Wright’s approach, called “organic architecture,” also considered the interior details of any space. Accents like lighting, rugs, and even dinnerware all factored into the harmony of a Wright-designed home.
Patrick Hayes, founder of 1767, draws inspiration from Wright’s holistic method – especially his reverence for nature. “Frank Lloyd Wright was very mindful of the impact that his work had on the environment it was going into. In a similar way, our work is very mindful of the impact that it has on the world that we exist in,” says Patrick.
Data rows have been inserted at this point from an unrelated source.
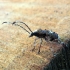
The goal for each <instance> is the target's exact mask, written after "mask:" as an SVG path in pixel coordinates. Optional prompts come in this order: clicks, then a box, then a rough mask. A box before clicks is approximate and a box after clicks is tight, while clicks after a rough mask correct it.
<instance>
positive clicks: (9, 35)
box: [0, 0, 70, 70]
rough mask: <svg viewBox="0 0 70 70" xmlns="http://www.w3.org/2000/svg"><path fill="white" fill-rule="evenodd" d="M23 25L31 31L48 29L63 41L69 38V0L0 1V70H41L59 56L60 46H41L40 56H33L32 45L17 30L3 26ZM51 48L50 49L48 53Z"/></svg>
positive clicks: (44, 43) (69, 18)
mask: <svg viewBox="0 0 70 70" xmlns="http://www.w3.org/2000/svg"><path fill="white" fill-rule="evenodd" d="M16 20H20V21H23V22H25V23H27V25H29V27H30V28H31V29H32V30H33V31H34V30H37V29H39V28H42V29H49V30H52V31H55V32H57V33H58V34H59V36H60V38H61V39H62V40H64V39H67V38H70V1H69V0H59V1H58V0H54V1H53V0H47V1H46V0H44V1H43V0H38V1H36V0H29V1H28V0H24V1H23V0H0V70H42V68H43V67H44V65H47V64H48V63H49V62H50V60H51V59H52V58H53V57H54V56H53V54H54V53H58V52H59V51H60V50H61V48H62V45H60V44H57V43H54V42H49V43H48V42H45V41H44V42H43V44H42V47H41V53H40V54H37V52H38V46H39V40H38V44H37V46H36V49H35V51H34V52H32V51H31V49H32V48H33V41H34V39H35V37H33V38H29V35H28V33H26V32H25V31H24V30H22V29H21V28H19V27H16V26H12V25H11V24H2V22H4V21H7V22H13V21H16ZM50 48H52V49H50Z"/></svg>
At 1767, this mindfulness is apparent in the reclaimed materials being used to create original artwork, as well as in our reliance on organic shapes and colors. The goal is to make art that complements, rather than contrasts, the space in which it lives.
In fact, complementary creation is how Patrick defines inspiration itself. Rather than trying to emulate something you find inspiring, Patrick explains, “to be inspired by something is to really just be charged by the energy that that piece of art or architecture radiates. You take that away with you and create something new.”
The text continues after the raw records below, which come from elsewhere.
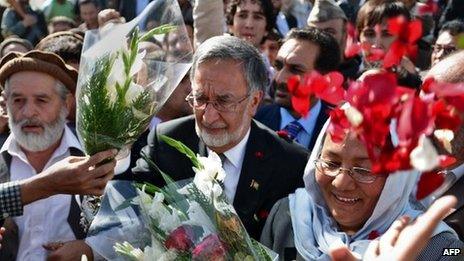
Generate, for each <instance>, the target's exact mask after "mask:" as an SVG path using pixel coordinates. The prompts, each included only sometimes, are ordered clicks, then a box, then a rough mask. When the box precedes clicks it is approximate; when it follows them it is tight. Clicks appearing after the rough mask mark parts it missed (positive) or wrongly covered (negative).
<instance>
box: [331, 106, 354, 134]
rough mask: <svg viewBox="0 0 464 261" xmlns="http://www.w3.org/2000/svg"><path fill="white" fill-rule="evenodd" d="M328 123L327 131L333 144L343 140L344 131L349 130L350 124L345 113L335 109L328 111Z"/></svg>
mask: <svg viewBox="0 0 464 261" xmlns="http://www.w3.org/2000/svg"><path fill="white" fill-rule="evenodd" d="M329 114H330V119H331V120H330V123H329V127H328V129H327V131H328V132H329V133H330V137H331V139H332V140H333V141H334V142H342V141H343V140H344V139H345V134H346V131H347V130H349V128H350V126H351V125H350V122H349V121H348V119H347V118H346V115H345V111H344V110H342V109H340V108H338V107H337V108H335V109H333V110H331V111H330V113H329Z"/></svg>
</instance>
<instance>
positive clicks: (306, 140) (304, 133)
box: [280, 101, 322, 148]
mask: <svg viewBox="0 0 464 261" xmlns="http://www.w3.org/2000/svg"><path fill="white" fill-rule="evenodd" d="M321 108H322V104H321V101H317V103H316V104H315V105H314V106H313V107H312V108H311V110H310V111H309V113H308V116H307V117H301V118H300V119H298V122H299V123H300V124H301V126H303V129H302V130H301V131H300V132H299V133H298V135H297V136H296V139H295V140H296V141H297V142H298V144H300V145H302V146H303V147H305V148H307V147H308V145H309V142H310V141H311V138H312V136H313V132H314V128H315V127H316V122H317V118H318V117H319V113H320V111H321ZM280 117H281V121H280V129H281V130H282V129H283V128H285V126H287V124H289V123H290V122H292V121H294V120H296V119H295V118H293V116H292V115H291V114H290V112H289V111H288V110H287V109H285V108H283V107H281V108H280Z"/></svg>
Which is why he gravitated to Wright’s work originally. “What’s really striking about some of the geometric work he did, leaded glass and stained glass work, is that it was such a departure from what people were doing at that time. He wasn’t afraid to try something new,” explains Patrick.
1767 designs art and furniture to elevate the harmony of your space, as Wright described. Our goal is to contribute to your beautiful circumstances as you build your beautiful life.
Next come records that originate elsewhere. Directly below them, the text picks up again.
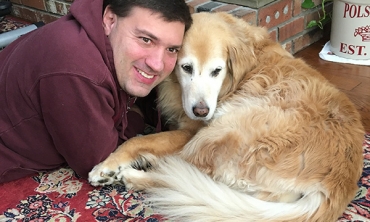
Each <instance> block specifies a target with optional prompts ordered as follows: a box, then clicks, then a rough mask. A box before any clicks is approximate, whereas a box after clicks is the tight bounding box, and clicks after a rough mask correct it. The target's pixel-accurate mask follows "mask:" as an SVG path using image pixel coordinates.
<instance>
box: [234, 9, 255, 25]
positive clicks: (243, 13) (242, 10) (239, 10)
mask: <svg viewBox="0 0 370 222" xmlns="http://www.w3.org/2000/svg"><path fill="white" fill-rule="evenodd" d="M231 14H233V15H234V16H236V17H238V18H242V19H243V20H244V21H246V22H248V23H249V24H252V25H257V10H255V9H250V8H246V7H240V8H238V9H236V10H234V11H232V12H231Z"/></svg>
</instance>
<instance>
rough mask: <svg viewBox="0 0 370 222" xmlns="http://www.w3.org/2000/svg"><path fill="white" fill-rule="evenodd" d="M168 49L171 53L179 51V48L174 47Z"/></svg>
mask: <svg viewBox="0 0 370 222" xmlns="http://www.w3.org/2000/svg"><path fill="white" fill-rule="evenodd" d="M168 51H169V52H171V53H178V52H179V50H178V49H175V48H169V49H168Z"/></svg>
We Can't All Live in a FLW Home
The Seamour Shavin House
334 North Crest Road, Chattanooga, TN
Around 2 hours driving
This private residence was built in 1950 for Seamour and Gerte Shavin, and it's the only Frank Lloyd Wright building in all of Tennessee. It's built of treated Louisiana cypress wood and a similar stonework to Wright's famous Fallingwater, and it offers incredible views of the Tennessee River and Lookout Mountain.
The Zeigler House
509 Shelby Street, Frankfort, KY
Around 3 hours driving
This is the only FLW building in Kentucky, and it makes a fun little pit stop if you're heading up north. It's a private residence that someone still lives in today, but it's a great example of Wright's "prairie house" style.
The Boswell House
8805 Camargo Club Drive, Indian Hill, OH
Just over 4 hours driving
This L-shaped home is one of our favorite FLW houses. It's located just north of Cincinnati, and it's one of the few FLW houses that was still inhabited by the original owners (up until a few years ago, at least). The Boswell house was built in 1957, and it still has all of the incredible mid-century built-ins and textiles.
The Gerald Tonkens House
6980 Knoll Rd, Cincinnati, OH
Just over 4 hours driving
It's one of many FLW houses in the Cincinnati area, but it's definitely one of the coolest. The exterior of the "Usonian Automatic" home is made of concrete blocks and more than 400 windows, and the interior is made up of detailed ceilings, an open layout and original mid-century furniture.
1491 Mill Run Rd, Mill Run, PA
Just under 9 hours
This one is a far one, but if you're making the drive to a Northern city like Pittsburgh, New York or Philadelphia, it's well worth the stop to see the most iconic home in American history.